Sans doute ils vous diront que Vénus la friponne, 
La Vénus des soupers, la Vénus d’un moment, 
La Vénus qui n’aime personne, 
Qui séduit tant de monde, et qui n’a point d’amant, 
Vaut mieux que la Vénus et tendre et raisonnable, 
Que tout homme de bien doit servir constamment. 
Ne croyez pas imprudemment 
Cette doctrine abominable. 
Aimez toujours Délie heureux entre ses bras, 
Osez chanter sur votre lyre 
Ses vertus comme ses appas. 
Du véritable amour établissez l’empire; 
Les beaux esprits romains ne le connaissent pas..

ÉPÎTRE CXXII

A MONSIEUR LE PRINCE DE LIGNE(166),
SUR LE FAUX BRUIT DE LA MORT DE L’AUTEUR,
ANNONCÉE DANS LA GAZETTE DE BRUXELLES, AU MOIS DE FÉVRIER 1778.

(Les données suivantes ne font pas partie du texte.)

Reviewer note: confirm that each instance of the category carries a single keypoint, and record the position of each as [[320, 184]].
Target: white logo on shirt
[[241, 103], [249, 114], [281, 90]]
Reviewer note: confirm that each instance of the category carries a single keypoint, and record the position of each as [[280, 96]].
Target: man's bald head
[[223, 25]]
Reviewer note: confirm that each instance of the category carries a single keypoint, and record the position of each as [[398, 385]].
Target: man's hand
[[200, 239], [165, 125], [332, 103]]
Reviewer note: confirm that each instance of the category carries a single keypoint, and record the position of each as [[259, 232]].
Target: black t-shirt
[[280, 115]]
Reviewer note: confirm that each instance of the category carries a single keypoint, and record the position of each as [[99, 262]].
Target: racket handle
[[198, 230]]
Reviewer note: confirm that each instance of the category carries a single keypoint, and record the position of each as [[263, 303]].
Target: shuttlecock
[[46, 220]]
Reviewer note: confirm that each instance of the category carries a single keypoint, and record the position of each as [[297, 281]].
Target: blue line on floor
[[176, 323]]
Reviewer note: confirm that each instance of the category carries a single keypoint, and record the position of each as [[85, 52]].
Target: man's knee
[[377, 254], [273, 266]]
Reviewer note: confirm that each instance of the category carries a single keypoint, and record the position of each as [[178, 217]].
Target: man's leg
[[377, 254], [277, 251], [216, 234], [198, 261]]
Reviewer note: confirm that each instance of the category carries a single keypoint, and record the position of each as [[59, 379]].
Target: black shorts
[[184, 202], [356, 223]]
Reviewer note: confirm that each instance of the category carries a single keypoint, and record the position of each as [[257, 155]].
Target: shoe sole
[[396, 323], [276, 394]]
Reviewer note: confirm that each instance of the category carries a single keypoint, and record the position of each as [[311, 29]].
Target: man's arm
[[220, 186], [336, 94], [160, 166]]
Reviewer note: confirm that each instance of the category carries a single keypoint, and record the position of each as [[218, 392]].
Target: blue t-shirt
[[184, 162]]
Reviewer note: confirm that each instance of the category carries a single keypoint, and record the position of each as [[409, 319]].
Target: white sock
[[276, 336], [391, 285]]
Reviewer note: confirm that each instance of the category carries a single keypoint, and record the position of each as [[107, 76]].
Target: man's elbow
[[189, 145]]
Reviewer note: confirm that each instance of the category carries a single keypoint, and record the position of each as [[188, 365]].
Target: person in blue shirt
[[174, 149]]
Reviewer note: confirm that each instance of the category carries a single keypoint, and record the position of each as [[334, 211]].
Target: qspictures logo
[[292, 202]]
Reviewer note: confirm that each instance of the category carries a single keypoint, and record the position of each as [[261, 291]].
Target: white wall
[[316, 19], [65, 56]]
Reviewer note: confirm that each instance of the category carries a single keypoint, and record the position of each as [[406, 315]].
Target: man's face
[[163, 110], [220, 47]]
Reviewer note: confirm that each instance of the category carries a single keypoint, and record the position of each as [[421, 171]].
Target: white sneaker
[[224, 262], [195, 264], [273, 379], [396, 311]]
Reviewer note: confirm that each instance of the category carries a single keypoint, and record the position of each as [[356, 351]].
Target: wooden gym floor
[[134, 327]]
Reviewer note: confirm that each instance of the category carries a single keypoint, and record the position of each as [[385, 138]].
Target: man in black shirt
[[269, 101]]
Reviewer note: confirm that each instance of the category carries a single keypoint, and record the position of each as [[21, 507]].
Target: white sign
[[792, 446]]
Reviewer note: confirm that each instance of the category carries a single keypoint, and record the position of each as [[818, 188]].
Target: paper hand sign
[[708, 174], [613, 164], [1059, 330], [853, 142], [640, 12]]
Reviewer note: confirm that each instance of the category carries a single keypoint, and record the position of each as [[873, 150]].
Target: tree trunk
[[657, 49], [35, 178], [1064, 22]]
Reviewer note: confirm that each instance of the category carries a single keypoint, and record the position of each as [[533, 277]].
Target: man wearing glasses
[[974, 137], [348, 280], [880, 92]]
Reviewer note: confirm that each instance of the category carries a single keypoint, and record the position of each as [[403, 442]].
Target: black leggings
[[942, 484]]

Prince, dont le charmant esprit 
Avec tant de grâce m’attire, 
Si j’étais mort, comme on l’a dit, 
N’auriez-vous pas eu le crédit 
De m’arracher du sombre empire? 
Car je sais très bien qu’il suffit 
De quelques sons de votre lyre. 
C’est ainsi qu’Orphée en usait 
Dans l’antiquité révérée; 
Et c’est une chose avérée 
Que plus d’un mort ressuscitait. 
Croyez que dans votre gazette, 
Lorsqu’on parlait de mon trépas, 
Ce n’était pas chose indiscrète; 
Ces messieurs ne se trompaient pas. 
En effet, qu’est-ce que la vie? 
C’est un jour: tel est son destin. 
Qu’importe qu’elle soit finie 
Vers le soir ou vers le matin?.

ÉPÎTRE CXXIII.

A MONSIEUR LE MARQUIS DE VILLETTE(167).
LES ADIEUX DU VIEILLARD.

A Paris, 1778.
Adieu, mon cher Tibulle, autrefois si volage, 
Mais toujours chéri d’Apollon, 
Au Parnasse fêté comme aux bords du Lignon, 
Et dont l’amour a fait un sage. 
Des champs élysiens, adieu, pompeux rivage, 
De palais, de jardins, de prodiges bordé, 
Qu’ont encore embelli, pour l’honneur de notre âge, 
Les enfants d’Henri Quatre, et ceux du grand Condé. 
Combien vous m’enchantiez, Muses, Grâces nouvelles, 
Dont les talents et les écrits 
Seraient de tous nos beaux esprits 
Ou la censure ou les modèles! 
Que Paris est changé! les Welches n’y sont plus; 
Je n’entends plus siffler ces ténébreux reptiles, 
Les Tartuffes affreux, les insolents Zoïles. 
J’ai passé; de la terre ils étaient disparus(168).
Mes yeux, après trente ans, n’ont vu qu’un peuple aimable, 
Instruit, mais indulgent, doux, vif, et sociable. 
Il est né pour aimer: l’élite des Français 
Est l’exemple du monde, et vaut tous les Anglais. 
De la société les douceurs désirées 
Dans vingt États puissants sont encore ignorées: 
On les goûte à Paris; c’est le premier des arts: 
Peuple heureux, il naquit, il règne en vos remparts. 
Je m’arrache en pleurant à son charmant empire; 
Je retourne à ces monts qui menacent les cieux, 
A ces antres glacés où la nature expire: 
Je vous regretterais à la table des dieux(169).